Read my First Chapter Thoughts on Annihilation here!
When I first read some of Annihilation (in the Nebula 2014 collection), I wasn’t impressed. But now that I’ve read the whole thing, in its incandescently weird glory, I’m looking back at 2016 me and whispering, you silly prat. In my defense, Annihilation starts off slowly; it’s almost deliberately stereotypical at first, invoking old 50s and 60s military sci fi. Then it starts dropping clues that things are a little stranger than you think – for example, the whole cast are women, and the book doesn’t particularly care, but the fact that the book doesn’t care that much is exciting enough on its own.
The premise of Annihilation is this: an all-women squad of scientists are sent into a strange place known as Area X, a slowly-expanding area closed to the public that has something happening to it. Several expeditions have disappeared into it; any of them that have emerged have died shortly after, whether by suicide, cancer, or other means. The team is made up of a biologist (our narrator), an anthropologist, a surveyor, and a psychologist; there was originally a linguist who disappeared at the border. The biologist narrates as they explore a tower that seems to plunge into the earth – and upon inhaling some strange spores, she realizes that the psychologist has been hypnotizing them, and that she is now immune to the hypnotic suggestions.
This is the third of Vandermeer’s novels I’ve read; Borne and Dead Astronauts are both significantly stranger than Annihilation in that they wear the fascination with Weird Biology on their sleeve. Borne has a giant flying bear destroying a city and a starfish morph… thing, and Dead Astronauts is, um, well, Dead Astronauts. (Where do you start with that book? The duck? The person made of salamanders? The time-travelling lichen lady?) In comparison, Annihilation is slow to build up to its true weirdness, but that’s also part of its strength; the biologist is discovering the weirdness, rather than the reader being plunged straight into it. Both are very different reading experiences, and Annihilation also has a very personal element to it that Borne and DA don’t quite have; perhaps because it at least pretends to be set in our world, and because of the biologist’s first person narration.

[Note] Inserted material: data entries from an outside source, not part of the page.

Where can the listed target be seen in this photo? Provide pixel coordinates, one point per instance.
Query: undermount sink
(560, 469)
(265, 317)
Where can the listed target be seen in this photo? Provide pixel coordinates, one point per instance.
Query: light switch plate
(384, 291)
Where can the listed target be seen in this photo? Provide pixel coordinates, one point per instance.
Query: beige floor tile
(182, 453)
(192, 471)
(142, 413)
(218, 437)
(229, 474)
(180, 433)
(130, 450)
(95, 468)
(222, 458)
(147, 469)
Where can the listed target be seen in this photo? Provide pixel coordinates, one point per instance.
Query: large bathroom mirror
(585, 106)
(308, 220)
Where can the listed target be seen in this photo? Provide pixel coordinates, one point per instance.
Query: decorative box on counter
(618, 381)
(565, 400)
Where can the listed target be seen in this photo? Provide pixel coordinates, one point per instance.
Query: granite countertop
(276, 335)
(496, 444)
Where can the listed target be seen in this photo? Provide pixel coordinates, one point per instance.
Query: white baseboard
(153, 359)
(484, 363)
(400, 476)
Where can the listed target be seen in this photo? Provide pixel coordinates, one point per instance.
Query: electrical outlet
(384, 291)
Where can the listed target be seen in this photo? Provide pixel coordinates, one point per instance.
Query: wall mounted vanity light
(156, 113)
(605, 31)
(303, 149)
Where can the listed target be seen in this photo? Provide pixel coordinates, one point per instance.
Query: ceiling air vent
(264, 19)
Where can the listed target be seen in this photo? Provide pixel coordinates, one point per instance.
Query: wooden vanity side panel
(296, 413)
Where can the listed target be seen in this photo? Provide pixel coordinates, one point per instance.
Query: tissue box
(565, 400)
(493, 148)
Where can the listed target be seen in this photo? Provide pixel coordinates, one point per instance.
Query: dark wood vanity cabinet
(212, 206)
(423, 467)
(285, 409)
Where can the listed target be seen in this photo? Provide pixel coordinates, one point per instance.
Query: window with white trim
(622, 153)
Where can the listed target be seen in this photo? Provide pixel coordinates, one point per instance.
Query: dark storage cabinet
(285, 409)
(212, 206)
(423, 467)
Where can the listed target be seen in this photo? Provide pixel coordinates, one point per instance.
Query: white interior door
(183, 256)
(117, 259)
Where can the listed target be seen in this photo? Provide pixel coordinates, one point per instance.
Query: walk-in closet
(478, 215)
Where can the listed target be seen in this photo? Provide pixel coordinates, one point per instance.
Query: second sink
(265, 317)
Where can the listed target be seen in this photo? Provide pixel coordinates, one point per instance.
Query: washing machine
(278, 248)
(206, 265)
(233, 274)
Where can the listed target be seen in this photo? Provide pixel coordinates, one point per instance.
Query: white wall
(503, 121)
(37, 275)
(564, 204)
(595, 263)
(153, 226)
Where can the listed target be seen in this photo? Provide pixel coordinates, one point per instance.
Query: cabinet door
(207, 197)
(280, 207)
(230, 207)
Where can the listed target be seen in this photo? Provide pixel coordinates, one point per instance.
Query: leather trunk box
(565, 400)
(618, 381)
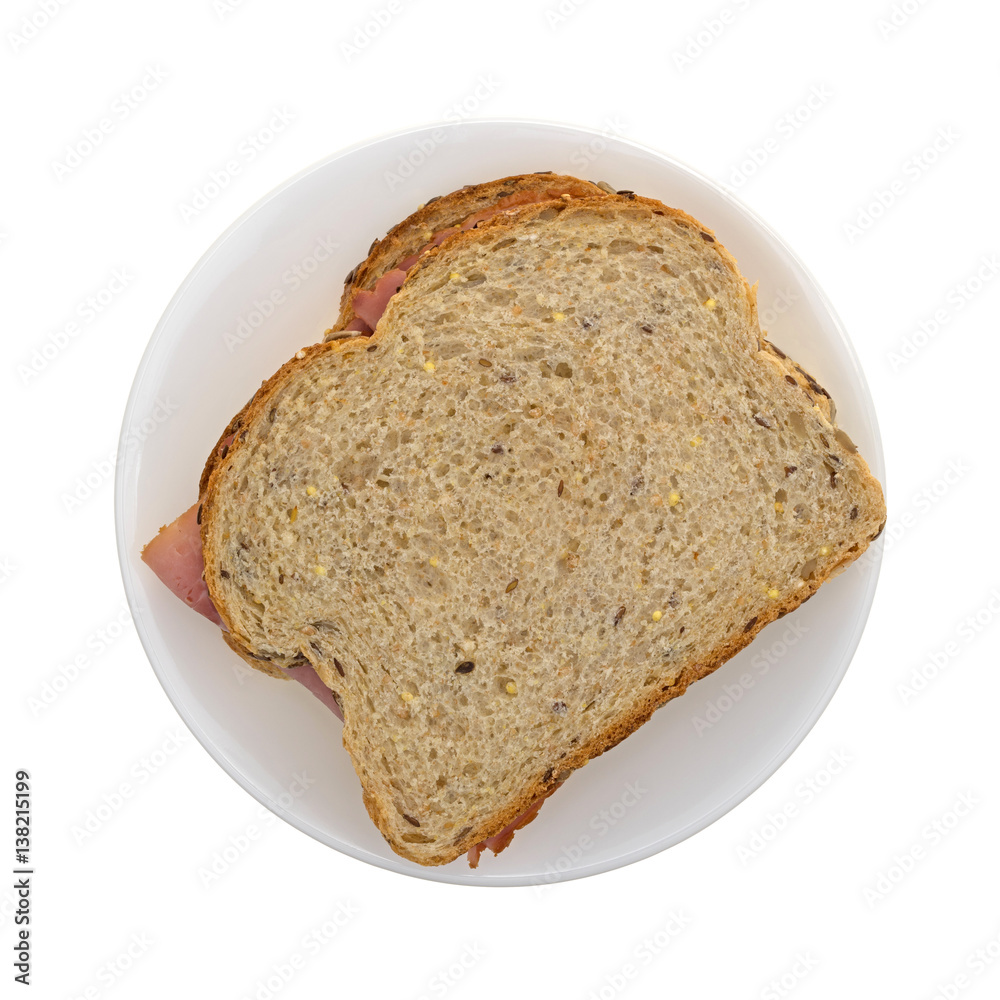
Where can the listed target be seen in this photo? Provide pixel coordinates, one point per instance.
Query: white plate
(213, 347)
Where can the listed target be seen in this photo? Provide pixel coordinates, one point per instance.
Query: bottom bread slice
(564, 479)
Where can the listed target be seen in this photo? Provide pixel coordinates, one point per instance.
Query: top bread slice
(444, 212)
(564, 478)
(408, 238)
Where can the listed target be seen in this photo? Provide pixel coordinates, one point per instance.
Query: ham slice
(175, 556)
(500, 841)
(369, 305)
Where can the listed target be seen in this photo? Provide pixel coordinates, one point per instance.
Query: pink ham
(370, 305)
(501, 840)
(175, 556)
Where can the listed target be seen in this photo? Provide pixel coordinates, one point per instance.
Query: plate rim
(873, 563)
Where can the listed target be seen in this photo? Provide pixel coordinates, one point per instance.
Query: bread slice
(564, 478)
(411, 236)
(444, 212)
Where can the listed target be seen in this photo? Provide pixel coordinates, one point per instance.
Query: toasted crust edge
(456, 207)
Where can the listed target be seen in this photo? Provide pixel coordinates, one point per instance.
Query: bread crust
(575, 758)
(442, 213)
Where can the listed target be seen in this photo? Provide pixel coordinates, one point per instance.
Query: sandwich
(543, 473)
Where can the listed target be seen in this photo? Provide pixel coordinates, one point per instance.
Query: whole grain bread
(564, 478)
(410, 236)
(444, 212)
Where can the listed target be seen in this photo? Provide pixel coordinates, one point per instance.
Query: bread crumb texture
(535, 505)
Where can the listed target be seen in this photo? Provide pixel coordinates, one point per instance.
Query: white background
(885, 883)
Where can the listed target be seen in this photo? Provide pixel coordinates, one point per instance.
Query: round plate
(270, 285)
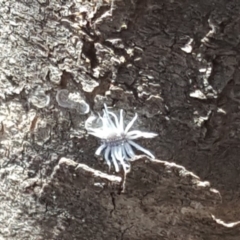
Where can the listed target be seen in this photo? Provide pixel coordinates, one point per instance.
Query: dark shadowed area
(175, 63)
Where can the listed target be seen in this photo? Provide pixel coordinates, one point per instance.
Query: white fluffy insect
(117, 141)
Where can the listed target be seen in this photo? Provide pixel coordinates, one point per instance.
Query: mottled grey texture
(175, 63)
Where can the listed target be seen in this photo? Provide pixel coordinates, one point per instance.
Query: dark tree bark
(175, 63)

Ultimately, I think my favourite part of Annihilation is exactly that – the personal, emotional element. It’s understated, especially if you’re used to narrators with strong, vivid emotions, but that’s exactly what makes the unnamed biologist so interesting; she’s not somebody with strong emotions about other people, or who opens up easily. She’s quiet, internal, calculating, happy with her own company, and not the kind of character who usually gets to drive a story by herself or tell her own story.
I highly recommend Annihilation to fans of Vandermeer’s other work, Wilder Girls by Rory Power and/or Nalo Hopkinson’s Midnight Robber – and of course, the inverse is also true, especially if you like weird biology and plants that are trying to eat you.